[Yaffs] [PATCH] kernel source patchin script, version 2

Charles Manning manningc2 at actrix.gen.nz
Wed Jul 13 10:14:57 BST 2005


On Wednesday 13 July 2005 03:49, marty wrote:
> I've taken a look at Coywolf Qi Hunt's patch and I think it's fine,
> but it's not really what we need here, becasue it contains
> a very large number of whitespace changes and a small number of
> bug fixes, it's not quiet up to date with the YAFFS2 cvs tree,
> and it is difficult to compare the two because of all the
> white space changes.  (I believe that Coywolf is going in
> the right direction for kernel acceptance, but it's too large
> a step to take at once, for us.)

I have had a look at both Marty and Coywolf's patching schemes and think that 
both have there place, as they serve different roles.

Marty's approach is based on the YAFFS1 patchin I did (but didn't get exactly 
right) which was, in turn based on the mtd patchin scheme.

Coywolf's approach is a "big kernel patch" that gets applied to a kernel tree.

The patchin approach keeps YAFFS2 as a separate tree and applies a few 
symlinks and minimal changes to the kernel tree to incorporate yaffs. This 
means that it is rather simple to manage yaffs separately from the rest of 
the tree. To update yaffs, just pull the latest yaffs code and run the 
patchin. No headaches as to which version of the kernel you're patching 
against etc.

The "big kernel patch" is a nice way to submit a version of YAFFS2 to the 
kernel so that it can be included in the kernel sources. The hassle with this 
is that it means synchronising releases of YAFFS2 with kernel releases.

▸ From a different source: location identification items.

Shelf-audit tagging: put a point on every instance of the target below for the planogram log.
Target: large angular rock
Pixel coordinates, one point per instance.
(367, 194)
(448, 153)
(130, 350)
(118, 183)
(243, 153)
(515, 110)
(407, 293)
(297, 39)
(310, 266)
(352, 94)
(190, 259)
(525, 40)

Once YAFFS2 is in the kernel, I don't think there will be much call for "big 
kernel patches" - except to regularly generate a patchset for the next kernel 
release. Like mtd you'd either use what is in the kernel or pull the code 
from cvs or a tarball and use a patchin.

I think real YAFFS users will pull CVS and use the patchin anyway, since the 
kernel will not include yaffs tools, extra documentation, bootloader code 
etc.

The two approaches don't compete, but rather complement eachother.